There are many diseases of the past that we now know how to prevent. Some of the old diseases are so uncommon these days that it is unlikely you will ever hear about them. Yet, if you look at death records you will quickly become aware of a world of diseases you knew nothing about. What did your ancestors die of? Did they die during an epidemic?

One epidemic that scared the world was the Spanish Flu. It was March of 1918 when the first wave of the Spanish Flu hit America in our military camps.[1] The soldiers had brought it home from the War. Unfortunately, it did not stay in one place and spread rather quickly. By fall, we had a second wave and a serious problem on our hands. The virus killed nearly 200,000 Americans in October of that year, including my great grandmother.

Donia Hensley Cole was born in 1893 and was my great grandmother on my maternal side. She was 25 years old when she contracted the flu. According to her death record, she was also pregnant and sick for 9 days before passing. Donia was the mother of three children, all under the age of 7. I have often wondered about her last days and wanted to learn more.

La Grippe, another name for this flu, had a third and final wave in the spring of 1919. The symptoms included fever, aches and pains, nausea and diarrhea. Occasionally, the afflicted would get dark spots on their cheeks and their skin would turn a bluish hue from lack of oxygen. In many cases, the sick would develop pneumonia which would often cause death.

This flu was unique in that it did not seem to afflict only the very young and very old, but it would ravage even the strongest bodies of healthy young adults. It was particularly deadly among pregnant women. The worst part of losing so many in this age group were the orphaned children left behind. It was reported in Philadelphia that so many children had been left orphaned that the Bureau of Child Hygiene found themselves unable to care for them all.[2]

One fifth of the U.S. population became infected.[3] Public health ordinances were instituted to prevent the spread of the disease. There was even an anti-spitting campaign that was enforced with fines and arrests. One slogan read “Spit Spreads Death.”[4]

In many cities, the schools, libraries, and movie theaters were closed. People were kept quarantined when ill. There were few public meetings of any kind including church services.[5] Even with all the effort to contain the disease, 650,000 people died in the United States from the Spanish Flu.[6]


Yet another terrible disease of my ancestors was tuberculosis. Tuberculosis was also known as “consumption,” “galloping consumption,” “TB,” and the “white plague.” Over 100,000 Americans died every year from the bacterial disease in the early 1900s.[7] It is still among one of the most widespread diseases in the world.

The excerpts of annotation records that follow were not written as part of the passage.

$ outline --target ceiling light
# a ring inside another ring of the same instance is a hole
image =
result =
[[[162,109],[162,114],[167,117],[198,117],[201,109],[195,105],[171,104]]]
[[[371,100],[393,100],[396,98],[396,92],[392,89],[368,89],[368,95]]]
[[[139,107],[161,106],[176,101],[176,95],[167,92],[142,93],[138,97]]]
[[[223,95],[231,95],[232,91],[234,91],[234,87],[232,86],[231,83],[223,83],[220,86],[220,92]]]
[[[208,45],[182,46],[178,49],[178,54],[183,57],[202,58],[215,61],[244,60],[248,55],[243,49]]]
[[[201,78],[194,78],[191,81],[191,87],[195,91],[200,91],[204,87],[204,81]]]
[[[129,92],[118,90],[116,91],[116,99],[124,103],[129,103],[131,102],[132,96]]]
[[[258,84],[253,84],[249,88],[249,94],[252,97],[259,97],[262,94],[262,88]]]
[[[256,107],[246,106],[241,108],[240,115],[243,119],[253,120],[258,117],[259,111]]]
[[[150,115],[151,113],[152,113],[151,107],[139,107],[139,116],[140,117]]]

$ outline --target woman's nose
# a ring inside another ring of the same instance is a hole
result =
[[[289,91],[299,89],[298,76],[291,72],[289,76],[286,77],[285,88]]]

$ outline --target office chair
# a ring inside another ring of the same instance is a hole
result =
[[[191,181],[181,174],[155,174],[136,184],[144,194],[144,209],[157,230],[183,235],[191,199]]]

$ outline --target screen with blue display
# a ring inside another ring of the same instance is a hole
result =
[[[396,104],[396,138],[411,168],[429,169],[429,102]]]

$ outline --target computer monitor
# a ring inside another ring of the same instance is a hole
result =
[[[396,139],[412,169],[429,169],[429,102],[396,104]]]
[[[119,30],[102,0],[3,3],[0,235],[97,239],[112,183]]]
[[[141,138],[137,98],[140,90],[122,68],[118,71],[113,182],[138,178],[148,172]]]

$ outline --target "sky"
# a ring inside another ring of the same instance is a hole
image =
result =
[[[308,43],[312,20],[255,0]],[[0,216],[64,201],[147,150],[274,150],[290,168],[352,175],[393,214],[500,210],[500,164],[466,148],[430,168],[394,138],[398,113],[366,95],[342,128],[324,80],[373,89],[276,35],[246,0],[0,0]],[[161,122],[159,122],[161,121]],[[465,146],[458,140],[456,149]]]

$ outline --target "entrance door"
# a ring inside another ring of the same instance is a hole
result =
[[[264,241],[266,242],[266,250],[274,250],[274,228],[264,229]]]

Symptoms included a cough lasting up to three weeks, fever, pain, fatigue, and coughing up blood from deep within the lungs. Sanatoriums were created for the sick and were sometimes referred to as “waiting rooms for death.”[8]

One of the difficulties with TB was that a person could be infected but not sick. In other words, the TB bacteria could be latent and in this state, not contagious, but a ticking time bomb. Once TB became active it could pass through coughs, sneezing, and close contact.[9] Family members, because of close proximity, would often catch the disease from an infected loved one. Both of my great-great grandparents died of tuberculosis while in their early 30s. They died three years apart and left behind one child.

I wondered if there were any records for people placed in sanatoriums for tuberculosis. Did my relatives go to a sanatorium or did they die at home? Cyndi’s List has created a long list of possible places for information at

If you believe that your ancestor died or was sick with tuberculosis, check the list above or contact the local historical or genealogical society where your ancestor lived and ask if there are records for any sanatorium in the area.


Diphtheria is a bacterial disease that attacks the nose and throat of the infected person. Though there is a vaccine that protects us today, that wasn’t the case in the not-so-distant past.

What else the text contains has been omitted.